Sera melangkah gontai memasuki kamar perawatan ibunya. Hatinya mencelos melihat sosok wanita yang selama ini menjadi pilar hidupnya kini terbaring lemah dengan mata diperban. Dia menggenggam tangan ibunya sejenak, merasakan kehangatan yang perlahan memudar.
"Mbak Ria, bagaimana keadaan Ibu?" tanya Sera lirih, matanya tak lepas dari wajah pucat ibunya.
Mbak Ria, yang sejak tadi berdiri di sudut ruangan, hanya menggeleng pelan. "Masih sama, Ra. Tapi... ada yang perlu kita bicarakan. Ayo keluar sebentar."
Dengan berat hati, Sera mengikuti kakaknya keluar dari kamar perawatan. Begitu pintu tertutup, Mbak Ria langsung angkat bicara, "Ra, tadi bagian administrasi memanggil Mbak."
Darah Sera berdesir. Dia tahu pembicaraan ini tidak akan berujung baik.
"Mereka meminta biaya perawatan Ibu untuk beberapa hari lagi," lanjut Mbak Ria dengan wajah tertekan.
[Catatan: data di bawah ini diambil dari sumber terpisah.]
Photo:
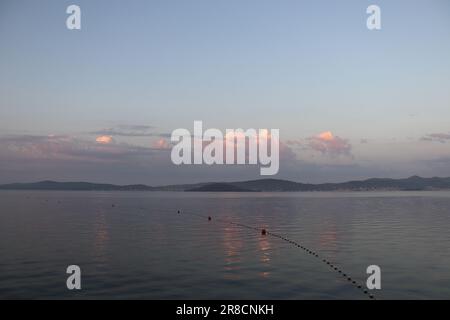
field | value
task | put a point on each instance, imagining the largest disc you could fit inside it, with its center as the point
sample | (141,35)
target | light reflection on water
(140,247)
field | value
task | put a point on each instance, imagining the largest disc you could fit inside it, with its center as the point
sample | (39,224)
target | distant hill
(270,185)
(73,186)
(219,187)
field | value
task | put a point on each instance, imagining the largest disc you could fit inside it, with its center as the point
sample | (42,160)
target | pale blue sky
(304,67)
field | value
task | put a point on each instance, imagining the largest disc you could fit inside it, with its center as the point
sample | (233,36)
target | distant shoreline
(414,183)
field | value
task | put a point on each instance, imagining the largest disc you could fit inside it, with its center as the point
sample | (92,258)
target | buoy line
(263,231)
Sera bisa melihat betapa berat beban yang ditanggung Mbak Ria saat ini.
"Berapa yang mereka minta, Mbak?" tanya Sera dengan suara yang nyaris patah. Jantungnya berdegup kencang menanti jawaban itu.
"Kalau kita tempatkan ibu di kelas tiga mungkin nggak seberapa, Ra."
Sera termenung. Dia sangat ingin menumpahkan air matanya saat ini juga, tetapi dia sadar tidak boleh menangis. Dia harus kuat demi keluarganya yang sangat membutuhkannya ini. Menangis tidak akan menyelesaikan masalah.
"Mungkin soal biaya perawatan aku masih bisa menanganinya dengan tabunganku, Mbak," ujarnya dengan pelan, berusaha menyembunyikan kegundahan hatinya. "Jadi jangan khawatir. Kita masih bisa menempatkan ibu di kamar kelas satu."
Wajah Mbak Ria masih tetap cemas dan khawatir. Tidak ada kelegaan sedikit pun dalam sorot matanya ketika mendengar kata-katanya. Dan sera tahu bahwa masalahnya lebih besar daripada sekadar biaya kamar.
"Masalahnya obat-obatan dan biaya operasinya cukup besar, Ra. Apalagi tadi... tadi dokter bilang kalau mata kanan ibu harus segera dioperasi supaya harapannya untuk bisa melihat lagi lebih besar."
"Ya Allah!" Wajah Sera memucat. Tubuhnya yang lemas hampir luruh ke lantai kalau saja Mbak Ria tidak menahannya. Berita itu seperti pukulan telak yang membuatnya nyaris ambruk. "Berapa biaya semuanya, Mbak?"
Mbak Ria menyebutkan angka yang membuat Sera merasa seolah dunianya runtuh seketika. Nominal itu jauh di luar jangkauannya, bahkan jika dia menguras seluruh tabungannya.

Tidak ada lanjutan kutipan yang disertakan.